Anna Paula Oliveira, de 31 anos, depende ainda da ajuda de amigos e da mãe para cuidar das duas filhas pequenas. Anna Paula Oliveira: jovem vaidosa e animada, segundo a família
REprodução/redes sociais
A família de Anna Paula Oliveira, demitida após relatar uma tentativa de estupro por parte de um gerente e de um vendedor dentro de uma loja em que ela trabalhava, contou ao G1 que ela foi diagnosticada com depressão, ataque de pânico e estresse pós-traumático.
Segundo os parentes, pouca coisa lembra a mulher animada e vaidosa que Anna, de 31 anos, era antes do ocorrido dentro da loja, onde ela trabalhava também como vendedora.
Desde que fez a denúncia na delegacia e foi demitida, Anna Paula passa os dias em casa à base de remédios, não consegue ficar ou sair sozinha, nem mesmo cuidar das duas filhas pequenas.
Ela conta com a ajuda da mãe, Rita de Cássia, que é a pessoa que a acompanha ainda ao tratamento psicológico.
Ainda assim, as crises de ansiedade que fazem Anna ir parar nas emergências médicas são frequentes. Toda semana tem pelo menos uma. Nesta quarta-feira (18), quando o G1 conversou com a advogada da vendedora, Karen Pesenti, já havia ocorrido duas crises na semana.
“A vida da Anna acabou completamente. Só fica em casa com a mãe, e depende da ajuda dela, e do suporte de amigos e familiares para conseguir fazer as coisas e cuidar das filhas. Além disso, tem as crises de ansiedade, que ninguém sabe quando vêm, e que ela precisa ser levada para uma emergência medica”, diz a advogada.
Anna Paula em atendimento durante uma crise de ansiedade
Reprodução/redes sociais
Ela credita o dano psicológico ao tempo que a vendedora levou para denunciar.
“Depois que foi atacada, ela ainda tentou continuar, pois precisava do emprego. Saiu de férias e, quando voltou, pediu para ser transferida para outra loja. Foi, mas, quando chegou ao novo local de trabalho, a história já havia se espalhado.
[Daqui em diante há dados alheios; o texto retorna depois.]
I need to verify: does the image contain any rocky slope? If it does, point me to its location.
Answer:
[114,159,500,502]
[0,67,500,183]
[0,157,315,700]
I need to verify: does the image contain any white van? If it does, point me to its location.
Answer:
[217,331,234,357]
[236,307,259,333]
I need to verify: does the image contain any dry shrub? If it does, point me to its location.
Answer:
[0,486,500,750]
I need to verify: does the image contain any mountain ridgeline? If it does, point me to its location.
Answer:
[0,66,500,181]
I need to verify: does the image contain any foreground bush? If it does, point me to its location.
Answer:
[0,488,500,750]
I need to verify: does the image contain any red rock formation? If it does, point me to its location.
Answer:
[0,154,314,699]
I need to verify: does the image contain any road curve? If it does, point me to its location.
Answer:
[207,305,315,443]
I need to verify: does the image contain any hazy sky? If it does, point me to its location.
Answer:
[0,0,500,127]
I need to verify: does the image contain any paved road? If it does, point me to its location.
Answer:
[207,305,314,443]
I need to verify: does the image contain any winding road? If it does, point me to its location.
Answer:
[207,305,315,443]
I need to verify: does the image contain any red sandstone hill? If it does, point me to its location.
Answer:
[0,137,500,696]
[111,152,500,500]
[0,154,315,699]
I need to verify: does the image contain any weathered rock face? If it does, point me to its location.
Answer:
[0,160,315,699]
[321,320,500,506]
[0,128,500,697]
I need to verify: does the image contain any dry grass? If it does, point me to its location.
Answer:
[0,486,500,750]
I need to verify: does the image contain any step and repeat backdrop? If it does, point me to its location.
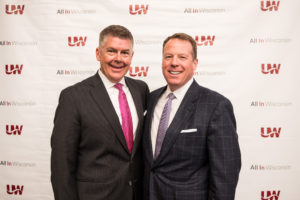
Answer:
[0,0,300,200]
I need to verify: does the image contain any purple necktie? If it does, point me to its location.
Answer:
[114,83,133,153]
[154,93,176,159]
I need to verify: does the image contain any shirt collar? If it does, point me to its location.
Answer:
[98,70,126,89]
[164,78,194,101]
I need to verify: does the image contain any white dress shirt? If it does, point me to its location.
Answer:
[98,70,138,139]
[151,79,194,155]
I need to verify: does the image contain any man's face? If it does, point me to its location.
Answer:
[96,35,133,83]
[162,38,198,91]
Ela não aguentou mais e contou para a família, que a apoiou para que ela fizesse o registro em uma delegacia”, conta Karen.
‘Foi brincadeira’
A advogada conta ainda que, até a vítima conseguir denunciar, o que aconteceu só no dia 1º de junho, foi alvo de pressão dos acusados para que não revelasse a história, nem fizesse registro de ocorrência.
“Eles diziam que não tinha sido nada demais, que foi uma brincadeira, que era para ela deixar para lá”, conta.
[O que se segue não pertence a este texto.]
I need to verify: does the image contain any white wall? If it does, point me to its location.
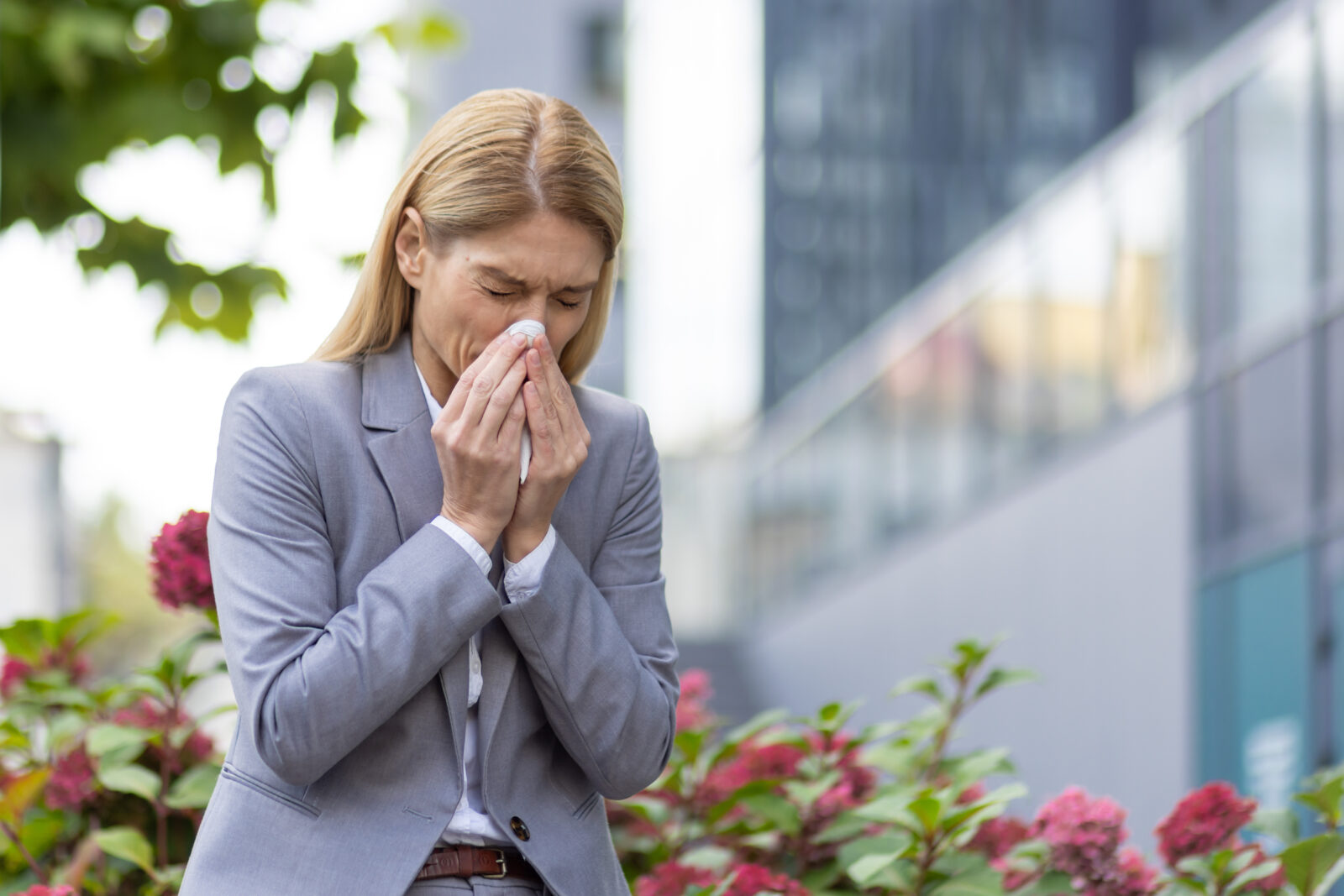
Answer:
[625,0,764,454]
[0,414,67,626]
[748,403,1194,846]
A mãe de Anna – já que ela não consegue falar sobre o caso -, também desabafou sobre o estado da filha nas redes sociais.
“Meu mundo está sem cor, vocês não têm noção do que é ver sua filha trancada, angustiada… A Paula estava acostuma a se maquiar, fazer as unhas. São meses vivendo um pesadelo”, escreveu Rita de Cássia em um desabafo.
Trecho do inquérito policial que apurou tentativa de estupro de uma vendedora da Tim
Reprodução
Justiça aceitou denúncia do MP
O Tribunal de Justiça do Rio de Janeiro aceitou a denúncia do Ministério Público contra o vendedor e um gerente geral que tentaram estuprar uma colega. O caso aconteceu no dia 15 de abril dentro da loja da empresa no Norte Shopping, na Zona Norte do Rio.
A denúncia do Ministério Público foi entregue no dia 5 de agosto e levou em conta os crimes de estupro e coação no curso do processo. O juiz Marcos Augusto Ramos Peixoto, da 37ª Vara Criminal do Rio, aceitou a denúncia e transformou em processo no último dia 10. Os dois acusados foram demitidos na sexta-feira (13).
O inquérito policial, que serviu de base para a denúncia do Ministério Público, traz trechos de ameaças que a vítima teria sofrido para não denunciar.
O documento relata que o gerente tentou pressionar a vítima a pedir demissão e não levar o assédio adiante. Na delegacia, ele desqualificou a vítima dizendo que já havia visto fotos íntimas dela e que ela não “fazia o seu tipo”.
Ele também a ameaçou quando soube que a vendedora fez um registro de ocorrência: “Lá fora voê não me conhece”, disse.
O caso
Uma vendedora da loja Tim do Norte Shopping, na Zona Norte do Rio de Janeiro, contou em suas redes sociais que foi demitida após usar o canal interno da empresa para denunciar uma tentativa de estupro de um colega de trabalho e de seu gerente geral. Segundo o delegado que investiga o caso, Deoclécio Assis, um dos acusados chamava o espaço do refeitório de “sala da sarrada” .
O caso aconteceu no dia 15 de abril deste ano e o registro de ocorrência na 23ª DP (Méier) foi feito no dia 1º de junho.
Após a situação, a vítima conta que tentou continuar trabalhando normalmente por precisar do emprego. Mas, diante da dificuldade em ter que se relacionar diariamente com os acusados, decidiu recorrer a um canal interno da empresa para denunciar a situação.
“Decidi fazer a denúncia interna na TIM e responder uma avaliação da gestão do gerente geral, mal eu sabia que minha vida se tornaria ainda pior. Ele começou o olhar de cara feia e a me excluir dos grupos de trabalho para o meu bom desempenho profissional. Até que no dia 01.06.2021, me chama até a sala e depois chama os dois colegas de trabalho que presenciaram que eu fui atacada, humilhada de várias formas, ameaçada e coagida simplesmente porque ele teve acesso à denúncia e à avaliação da sua gestão, que eu claramente respondi de forma negativa”, escreveu na rede social.
A vendedora contou ainda que após fazer um registro de ocorrência, ficou muito abalada, precisando de cuidados médicos, que resultaram em uma licença de dois dias, que foi renovada por mais cinco.
Ao final do prazo, ela disse foi chamada até a sede da empresa, na Barra da Tijuca, na Zona Oeste da cidade, onde acabou sendo demitida.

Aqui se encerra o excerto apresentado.